SPONSORED BY: the Office of the Dean for Academic Affairs, The Bowdoin College Museum of Art, the Asian Studies Program, and the Art Department.

NARRATIVE

Breakthrough: Work by Contemporary Chinese Women Artists Where is women’s art while contemporary Chinese art has been attracting world attention and market value?  The question takes us to the striking realization that while women artists have been active participants in Chinese art scenes, their contributions have yet to receive serious scholarship. A careful examination shows that art endeavors by women artists are diverse in subject matter and innovative in visual form, integrated with as well as distinguished from art productions both domestic and global.     

The concept of global feminism in the 1990s addressed the “common difference” between women from various cultures, nations, religions, ethnicities, and sexualities (Maura Reilly, 31).  The emerging women’s art in China offers visual representations of gender issues that are nationally specific and of global concern. Unlike their western feminist peers, however, Chinese women artists find feminism as a discourse and feminist as an identity to be unattractive vocabularies. Instead, they concentrate on the search for self-expression and visual articulation from a woman’s perspective.

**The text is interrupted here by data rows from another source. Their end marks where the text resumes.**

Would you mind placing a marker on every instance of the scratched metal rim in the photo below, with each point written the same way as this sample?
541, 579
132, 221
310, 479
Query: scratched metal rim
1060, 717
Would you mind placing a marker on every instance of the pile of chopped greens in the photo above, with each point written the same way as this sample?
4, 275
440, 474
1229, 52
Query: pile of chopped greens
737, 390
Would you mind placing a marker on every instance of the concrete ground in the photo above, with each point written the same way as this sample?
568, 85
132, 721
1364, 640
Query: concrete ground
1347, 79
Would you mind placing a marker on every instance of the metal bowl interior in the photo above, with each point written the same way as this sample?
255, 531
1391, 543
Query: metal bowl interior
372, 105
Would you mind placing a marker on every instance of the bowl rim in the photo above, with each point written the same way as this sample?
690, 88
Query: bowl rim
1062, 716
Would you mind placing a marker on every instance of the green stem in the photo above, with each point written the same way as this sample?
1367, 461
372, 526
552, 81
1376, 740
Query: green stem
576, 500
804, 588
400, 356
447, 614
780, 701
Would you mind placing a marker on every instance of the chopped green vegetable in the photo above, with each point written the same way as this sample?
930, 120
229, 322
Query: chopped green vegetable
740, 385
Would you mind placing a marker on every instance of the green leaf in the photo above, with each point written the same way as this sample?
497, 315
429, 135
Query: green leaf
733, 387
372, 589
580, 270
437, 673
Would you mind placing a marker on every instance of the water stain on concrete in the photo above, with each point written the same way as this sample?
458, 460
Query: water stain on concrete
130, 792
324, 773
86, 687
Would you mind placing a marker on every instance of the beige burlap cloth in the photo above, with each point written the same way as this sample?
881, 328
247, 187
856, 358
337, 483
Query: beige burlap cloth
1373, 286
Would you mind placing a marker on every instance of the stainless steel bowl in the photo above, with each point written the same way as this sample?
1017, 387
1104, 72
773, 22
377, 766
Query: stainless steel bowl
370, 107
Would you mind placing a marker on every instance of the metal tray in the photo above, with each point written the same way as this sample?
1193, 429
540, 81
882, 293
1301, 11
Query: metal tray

The 1990s also marked a contemporary turn in Chinese art, where leading artists departed from art traditions of historical continuity and political implications to embrace individual pursuits. The counter-discourse they created, such as cynical realism or political pop, introduced them and their art to the world stage and international art market. Unlike their male counterparts, however, Chinese women artists are interested not so much in political subversion or gender confrontation as in the negotiation of positional difference within rather than against system of gender or sexual relations.     

The works of women artists advance visions that cross disciplinary boundaries and look beyond gender differences.  Viewers discover art practices and representations characterized by a female perspective and aesthetic but that also transcend gendered parameters. Artists have been moving creatively between traditional and modern, historical and contemporary, local and global. In addition, diverse media applications including installation, performance, video work, and site-specific sculpture further enable a transgression across the boundaries between fine and visual arts, between center and periphery.          

The question is how to conceptualize women’s art in terms of subject issues and visual aesthetics. In response to this inquiry, the proposed symposium intends to break new ground by introducing the subject in academic discussions.  Scholars and artists from the U.S. and the abroad are invited to engage in this one-day symposium to explore the subject from different perspectives and through interdisciplinary fields. With “female embodiment of the visual world” as a broad organizing thesis, the symposium will explore how women artists and their works emerge from the art scenes with female agency as well as rhetoric.